Ethiopian Food on a base of injera


In April 2016, Ethiopian runners took five of the top six spots in the Boston Marathon here in our home town. This year, Ethiopians won marathons in Rome, Los Angeles and along China’s Yellow River, among others. As always, the question arises: What makes marathoners from this part of the world so successful?

Some runners have decided the answer might be teff, a tiny gluten-free grain that’s a staple throughout Ethiopia. Since teff shares November’s Grain of the Month spotlight with millet (which Caroline blogged about last week), let’s see if these runners might be on the right track (pun intended) with teff.

In Ethiopia and neighboring Eritrea, teff is used to make the spongy fermented injera bread eaten with most meals. Injera has sometimes been described as an “edible tablecloth,” since stews are often ladled out onto rounds of injera placed directly on the table. Chunks of another round of injera are then torn off and used as “spoons” to scoop up the stew; when the stew is gone, the base round of bread, now soaked with delicious juices, is consumed.

Why did runners latch onto teff as a possible “runner’s superfood,” when surely Ethiopians eat many other foods? Athletes know that red blood cells carry oxygen and that iron helps keep red blood cells working optimally (essential for aerobic exercise). As grains go, teff is high in iron. One cup of cooked teff provides 5 mg of iron – about the same amount as in 7 ounces of cooked steak, ¾ cup of cooked spinach, or 1 ¼ cups of cooked white beans such as Navy beans.

Research bears out the benefits of healthy iron status for runners – and the potential role of teff in providing that iron. In 2015, a group of UK scientists reviewed several studies to see whether additional iron could be of help to endurance athletes who are iron-deficient. They concluded that “iron treatments improve the iron status and aerobic capacity of iron deficient non-anemic endurance athletes.”

Just a year earlier, in a very small study at the UK’s Manchester Metropolitan University, researchers asked 11 female runners to replace their usual (wheat) bread with teff bread for six weeks. Going into the study, the women’s daily iron intake averaged 10.7 mg/day – considered iron deficient. But after eating teff bread for six weeks, the runners had upped their daily iron intake to an average of 18.5 mg/day, thereby meeting their daily needs. (18 mg/day is recommended in the U.S. for women of child-bearing age. Most men need about 8 mg/day.)
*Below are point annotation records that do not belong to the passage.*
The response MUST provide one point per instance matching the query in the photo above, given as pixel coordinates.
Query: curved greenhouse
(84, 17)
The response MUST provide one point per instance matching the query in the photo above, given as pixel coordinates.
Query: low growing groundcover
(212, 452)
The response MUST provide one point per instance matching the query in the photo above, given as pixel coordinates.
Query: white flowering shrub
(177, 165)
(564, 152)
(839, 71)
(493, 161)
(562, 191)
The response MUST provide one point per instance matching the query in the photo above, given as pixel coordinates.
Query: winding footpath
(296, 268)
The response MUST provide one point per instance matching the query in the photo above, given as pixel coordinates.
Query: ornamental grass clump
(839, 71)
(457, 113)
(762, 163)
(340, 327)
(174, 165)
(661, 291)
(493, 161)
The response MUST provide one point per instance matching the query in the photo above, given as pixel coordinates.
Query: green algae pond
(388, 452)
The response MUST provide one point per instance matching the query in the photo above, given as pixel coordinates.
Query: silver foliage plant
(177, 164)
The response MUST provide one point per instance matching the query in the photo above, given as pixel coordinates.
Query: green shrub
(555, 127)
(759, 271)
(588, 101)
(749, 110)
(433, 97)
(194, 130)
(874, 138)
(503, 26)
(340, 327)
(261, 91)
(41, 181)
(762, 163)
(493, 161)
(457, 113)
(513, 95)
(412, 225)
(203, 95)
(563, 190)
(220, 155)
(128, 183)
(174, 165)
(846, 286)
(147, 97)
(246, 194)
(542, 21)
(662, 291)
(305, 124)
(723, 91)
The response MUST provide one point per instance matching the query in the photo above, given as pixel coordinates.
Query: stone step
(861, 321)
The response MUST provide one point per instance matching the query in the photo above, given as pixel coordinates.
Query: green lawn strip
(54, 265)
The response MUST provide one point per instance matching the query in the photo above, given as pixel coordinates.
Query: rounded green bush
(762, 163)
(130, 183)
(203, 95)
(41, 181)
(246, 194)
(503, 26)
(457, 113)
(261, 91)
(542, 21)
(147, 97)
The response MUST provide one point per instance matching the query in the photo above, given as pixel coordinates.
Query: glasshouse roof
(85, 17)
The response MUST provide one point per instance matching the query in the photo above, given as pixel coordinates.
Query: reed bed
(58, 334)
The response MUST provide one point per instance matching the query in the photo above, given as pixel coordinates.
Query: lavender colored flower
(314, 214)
Maple Walnut Teff Porridge / Photo Kelly Toups

We’re not suggesting that gobbling down teff will turn you into a marathon champion. Here at Oldways we always focus on the inter-related benefits of an overall healthy diet rather than any one food (like teff) or one nutrient (like iron). Our basic advice remains the same as always. Eat a wide variety of largely plant-based foods, as unprocessed as possible, and you can’t easily go wrong.

That said, giving teff a try might just increase the variety in your overall diet. Check out some of the teff recipes here on our site, like Maple Walnut Teff Porridge; Overnight Waffles with Teff, Coriander and Caramelized Pineapples; or Teff Crepes with Sautéed Spinach and Mushrooms. You can also find five dozen more great teff recipes on The Teff Company’s website.

While teff is native to the Horn of Africa, it’s now being grown in the U.S. too, as Caroline reported in a blog last year. If you can’t find teff in your local stores, search the mail order sources on our website. You’ll be cooking with teff in no time. (Cynthia)


Cheryl Entenman
This is great information to share in my nutrition class!